Let’s say we are given the following problem:
Predict which clients are most likely to stop buying in our shop in next 3 months.
For each client we know the month when one started to buy in our shop and additionally we have many behavioral features in monthly aggregates. The ‘eldest’ client has been buying for fifty months; let’s denote the time since a client began to buy by $t$ ($t \in [0, 50]$). It can be assumed that the number of clients is very large. If a client stops buying for three months and then comes back, then he is treated as a new customer so an event (stop buying) can occur only once.
Two solutions come into my mind:
Logistic regression – For each client and each month (maybe except the 3 newest months), we can say whether a client stopped buying or not, so we can do rolling samples with one observation per client and month. We can use the number of months since beginning as a categorical variable to obtain some equivalent of base hazard function.
Extended Cox model – This problem can be also modeled using the extended Cox model. It seems that this problem is more suited to survival analysis.
Question: What are the advantages of survival analysis in similar problems?
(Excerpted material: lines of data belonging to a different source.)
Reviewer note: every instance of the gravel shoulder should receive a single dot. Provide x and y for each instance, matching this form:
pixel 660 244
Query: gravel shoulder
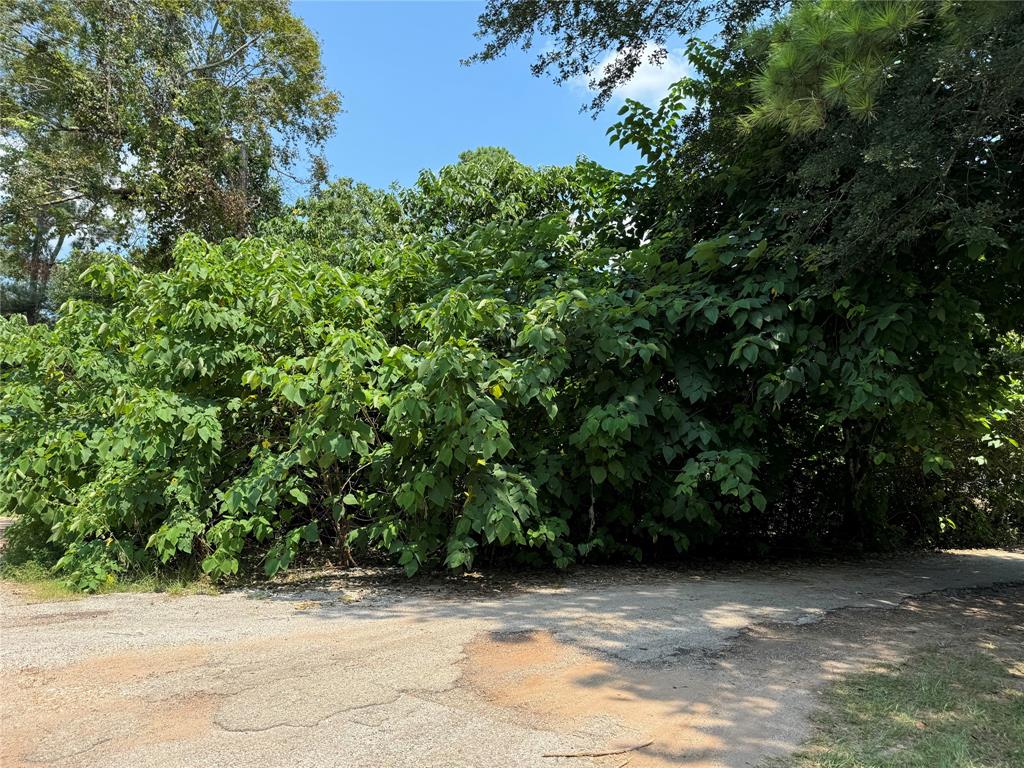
pixel 718 669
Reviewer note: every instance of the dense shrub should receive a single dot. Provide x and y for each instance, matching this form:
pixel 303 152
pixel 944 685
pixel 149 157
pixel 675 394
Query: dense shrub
pixel 565 363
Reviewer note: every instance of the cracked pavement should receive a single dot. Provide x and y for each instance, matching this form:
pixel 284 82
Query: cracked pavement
pixel 455 679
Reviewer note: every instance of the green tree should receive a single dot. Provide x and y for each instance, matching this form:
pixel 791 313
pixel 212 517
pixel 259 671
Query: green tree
pixel 579 36
pixel 131 122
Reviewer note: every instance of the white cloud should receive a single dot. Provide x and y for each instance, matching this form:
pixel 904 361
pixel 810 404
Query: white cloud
pixel 650 81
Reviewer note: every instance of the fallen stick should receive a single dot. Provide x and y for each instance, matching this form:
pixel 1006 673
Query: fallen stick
pixel 596 754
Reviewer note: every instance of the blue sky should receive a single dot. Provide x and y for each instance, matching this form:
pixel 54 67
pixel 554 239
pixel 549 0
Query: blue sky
pixel 409 103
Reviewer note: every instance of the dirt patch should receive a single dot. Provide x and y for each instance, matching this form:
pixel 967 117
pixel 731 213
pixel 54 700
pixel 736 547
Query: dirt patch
pixel 732 708
pixel 50 619
pixel 95 705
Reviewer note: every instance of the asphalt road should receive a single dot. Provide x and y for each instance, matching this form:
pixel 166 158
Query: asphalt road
pixel 454 676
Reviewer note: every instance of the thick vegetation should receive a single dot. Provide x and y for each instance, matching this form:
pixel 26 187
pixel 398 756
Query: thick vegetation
pixel 131 122
pixel 775 331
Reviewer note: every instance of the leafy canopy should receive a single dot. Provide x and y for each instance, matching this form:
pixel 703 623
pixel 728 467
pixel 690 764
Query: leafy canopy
pixel 759 338
pixel 130 123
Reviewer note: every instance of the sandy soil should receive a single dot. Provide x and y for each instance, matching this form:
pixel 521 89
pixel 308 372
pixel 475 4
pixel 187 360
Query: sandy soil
pixel 716 670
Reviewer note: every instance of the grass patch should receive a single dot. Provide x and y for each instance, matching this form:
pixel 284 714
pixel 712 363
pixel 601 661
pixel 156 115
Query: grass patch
pixel 41 586
pixel 938 710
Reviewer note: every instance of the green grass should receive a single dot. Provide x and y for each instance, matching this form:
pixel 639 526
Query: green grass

The survival analysis was invented for some reason, so there must be some serious advantage.
My knowledge in survival analysis is not very deep and I think that most potential advantages of the Cox model can also be achieved using logistic regression.
- Equivalent of stratified Cox model can be obtained using an interaction of $t$ and the stratifying variable.
- Interaction Cox model can be obtained by diving the population into several sub-populations and estimating LR for every sub-population.
The only advantage I see is that Cox model is more flexible; for example, we can easily calculate the probability that a client will stop buying in 6 months.
The problem with the Cox model is that it predicts nothing. The “intercept” (baseline hazard function) in Cox models is never actually estimated. Logistic regression can be used to predict the risk or probability for some event, in this case: whether or not a subject comes in to buy something on a specific month.
The problem with the assumptions behind ordinary logistic regression is that you treat each person-month observation as independent, regardless of whether it was the same person or the same month in which observations occurred. This can be dangerous because some items are bought in two month intervals, so consecutive person by month observations are negatively correlated. Alternately, a customer can be retained or lost by good or bad experiences leading consecutive person by month observations are positively correlated.
I think a good start to this prediction problem is taking the approach of forecasting where we can use previous information to inform our predictions about the next month’s business. A simple start to this problem is adjusting for a lagged effect, or an indicator of whether a subject had arrived in the last month, as a predictor of whether they might arrive this month.